The secondary reason was in terms of fallback. In case we would fail the acceptance tests, we would have to roll back the migration without data loss. And preferably within that same 4 hour window, but definitely not much longer than that. We couldn’t afford migration software to re-index all the changes and replicate them back. With ActiveCluster keeping both volumes active and in sync, there was no sync-back time. A potential rollback would just be a reverse migration that could be executed immediately.

Start with async replication…

So how did we set this up, after discussing the case with Pure Storage and getting the “great plan, perform at your own risk!”-green light?

In our destination datacenter we already had Pure Storage PaaS (Pure as a Service) storage operational, so we just had to get a 2nd, small FlashArray/X for the source datacenter. Once that system was installed (my first FA install, with some shadowing from Remko), we asked Pure support to set up Active Clusters between the locations. With 200km between the datacenters, mirrored write latency between the systems was fairly high. This had absolutely nothing to do with the installed Pure Storage systems, but everything with physics. If the distance increases, light needs more time to travel across the link and latency increases. This is why traditionally, 200km is sort of the upper limit on which to run synchronous replication.

In our case, latency was within the limitations that Pure Storage imposes on an ActiveCluster setup, but not something I’d want to run tier 1 production on for an extended amount of time. So we created the new volumes and set up Protection Groups based on Asynchronous replication. This allowed us to move all virtual machines onto the source FlashArray/X without performance impact, and still replicate all the initial data in the background to the destination FlashArray/X.

… then migrate using ActiveCluster

We upgraded the asynchronous replication (pgroup) to ActiveCluster replication (pods) in the hour before the actual data migration. Pure Storage has a helpful KB article on it which I recommend you read, but it basically involves changing the connection between the arrays to sync-replication and then moving the volumes out of the pgroups and into the pod. There’s a short (<1 minute) resync and shortly thereafter everything is in active-active synchronous mode. As we did this when the app teams were already shutting down servers, the performance impact on write latency was acceptable at this point. It also meant that we could add the VMFS volumes to the ESXi hosts in the secondary datacenter even before the application teams started shutting down the virtual machines.

During the migration we didn’t have any cross-datacenter host links, only local access.

We then had to wait for the application teams to finish the VM and container shutdowns and the network team to give us the thumbs up that everything was ready to go. At that point, Gabrie kicked off his PowerShell script to move all virtual machines onto the ESXi hosts in the secondary datacenter, change their VMNetwork settings to the new VLAN, and everything was ready to boot again. This process took less than one minute, after which the application teams could restart the virtual machines again.

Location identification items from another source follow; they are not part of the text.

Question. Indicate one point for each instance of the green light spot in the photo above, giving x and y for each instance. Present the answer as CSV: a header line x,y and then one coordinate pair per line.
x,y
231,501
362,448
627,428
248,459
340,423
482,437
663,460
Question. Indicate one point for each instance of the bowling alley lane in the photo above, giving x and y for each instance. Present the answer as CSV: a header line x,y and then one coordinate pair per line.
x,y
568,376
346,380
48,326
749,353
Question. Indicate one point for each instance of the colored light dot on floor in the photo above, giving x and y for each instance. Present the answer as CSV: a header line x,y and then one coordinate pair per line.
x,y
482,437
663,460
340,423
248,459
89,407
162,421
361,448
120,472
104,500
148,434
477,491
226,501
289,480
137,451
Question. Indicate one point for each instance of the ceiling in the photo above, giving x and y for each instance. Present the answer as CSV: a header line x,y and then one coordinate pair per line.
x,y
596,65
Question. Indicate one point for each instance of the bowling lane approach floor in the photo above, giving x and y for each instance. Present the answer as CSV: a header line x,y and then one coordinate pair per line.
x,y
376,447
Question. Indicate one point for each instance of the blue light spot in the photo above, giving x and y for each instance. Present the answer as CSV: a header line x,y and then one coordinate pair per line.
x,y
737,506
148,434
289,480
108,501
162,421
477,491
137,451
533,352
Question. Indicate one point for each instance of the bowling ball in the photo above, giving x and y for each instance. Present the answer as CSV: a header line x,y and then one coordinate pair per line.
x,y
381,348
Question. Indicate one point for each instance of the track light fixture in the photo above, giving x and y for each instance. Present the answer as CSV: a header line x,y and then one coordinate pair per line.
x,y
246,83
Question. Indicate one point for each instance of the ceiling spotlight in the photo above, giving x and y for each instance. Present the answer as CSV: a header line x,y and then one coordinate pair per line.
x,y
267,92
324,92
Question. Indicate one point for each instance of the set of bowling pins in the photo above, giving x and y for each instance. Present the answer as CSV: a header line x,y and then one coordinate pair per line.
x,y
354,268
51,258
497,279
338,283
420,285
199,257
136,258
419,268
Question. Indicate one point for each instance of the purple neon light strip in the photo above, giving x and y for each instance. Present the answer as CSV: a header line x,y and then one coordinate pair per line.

Fortunately, we completed the acceptance test and didn’t need to fail back. With the migration complete, I changed the ActiveCluster setup to point to a different PaaS array in a nearer datacenter. And after a short initial synchronization, we were fully protected again. Job done!

My thoughts on migrating with ActiveCluster

ActiveCluster definitely made our migration job a lot easier and faster. This allowed us to focus our time and energy on different aspects of the migration. While this solution might not fit all migration use cases, it’s a method I’d consider in the more critical migration paths where we are in a time squeeze.